2017 saw Colin Curtis celebrate his 50th anniversary as a DJ, a career that started out in his mid-teens at Newcastle-Under-Lyme’s Crystal Ballroom, before making his all-nighter debut at Stoke’s hallowed Golden Torch, one of Northern Soul’s foundation venues, eventually becoming one of the scene’s leading figures as a result of his legendary ‘70’s partnership with Ian Levine at the Blackpool Mecca. This is Colin’s own story:
By 1979 the development of Jazz rooms at major Soul / Funk Alldayers was providing a much-needed outlet for the more discerning collectors and the fanatical Jazz dancers. The UK Jazz Funk scene began for me in earnest in 1978 when I moved from the Blackpool Mecca to Manchester’s Rafters nightclub on Oxford Street. The clash of new imported Soul, Funk and Jazz music coming out in the USA and being shared with a fresh new audience in clubs like Rafters Manchester, Chaplains Birmingham, Locarno Birmingham, Rufus Manchester, Cassinellis Standish Leeds Central and Nottingham Palais was creating a potpourri of music fashion and dance styles.
I had started to experiment with the jazzier side of dance tracks at Blackpool Mecca in around 1976 with artists like Patrice Rushen, Bill Summers, Azar Lawrence, Charles Earland, Johnny Hammond, Donald Byrd etc, all artists I had discovered using the inner sleeves of Blue Note, Fantasy, Prestige and Mercury labels. As a collector of all styles of black music including Soul, Funk and Jazz my interest was being drawn more to albums and particularly Jazz albums as my brain, as proven with 60’s and 70’s soul, had an unquenchable appetite for knowledge and unearthing new music. I was thriving on searching out more of this amalgamation of Jazz styles adding fusion, percussion, vocals and tempo to this burgeoning genre.
As the Jazz room identity increased within this environment for me Birmingham, Nottingham, Leeds, Manchester all became prominent in their enthusiasm for Jazz Dance. The fashion, passion and dance began to take on almost a religious aura combined with the unique camaraderie and respect. Out of this grew a passion amongst certain dj’s in the midlands and the north of England to start digging a lot deeper for music in the Jazz Fusion / Dance category.
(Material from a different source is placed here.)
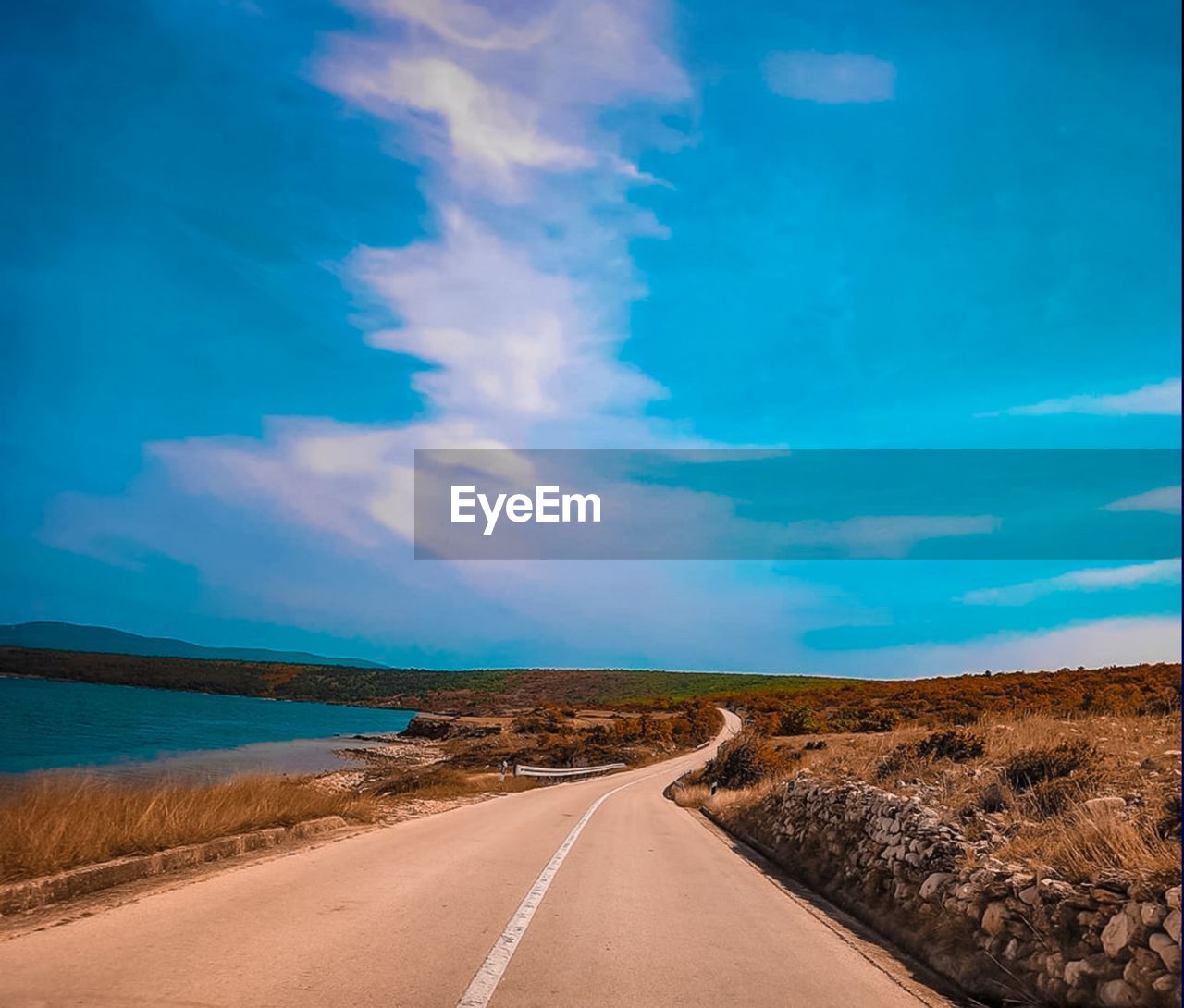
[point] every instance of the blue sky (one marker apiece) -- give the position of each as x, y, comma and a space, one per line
259, 252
Baz Fe Jazz, Chris Reed, Shaun Williams, Simon Mansell, Jonathan Woodliffe, Paul Murphy, Eric & Floyd, Hewan Clarke and many others were willing to push the barriers. This Jazz Dance explosion spread across the country with Dj’s like Dr Bob Jones, Colin Parnell & Boo Sylvester adding to the London connection via clubs like The Electric Ballroom and The Horseshoe. This scene thrived for me featuring club nights devoted to Jazz Dance and an increase of Jazz rooms and Jazz breaks on the AllDayer circuits drawing in both interest in the music and the voyeurism of watching the dancers and their individual interpretations.
So this compilation acts as an introduction to this electric, cool and uplifting music that was affecting so many enthusiastic dancers and Dj / collectors. All the tracks on here are taken from one of the most prolific and emerging labels for this genre Muse Records that offered the complete spectrum of styles to fit in with this emerging scene crossing over with Jazz Fusion, Be Bop, vocals, electric keyboards, and percussion.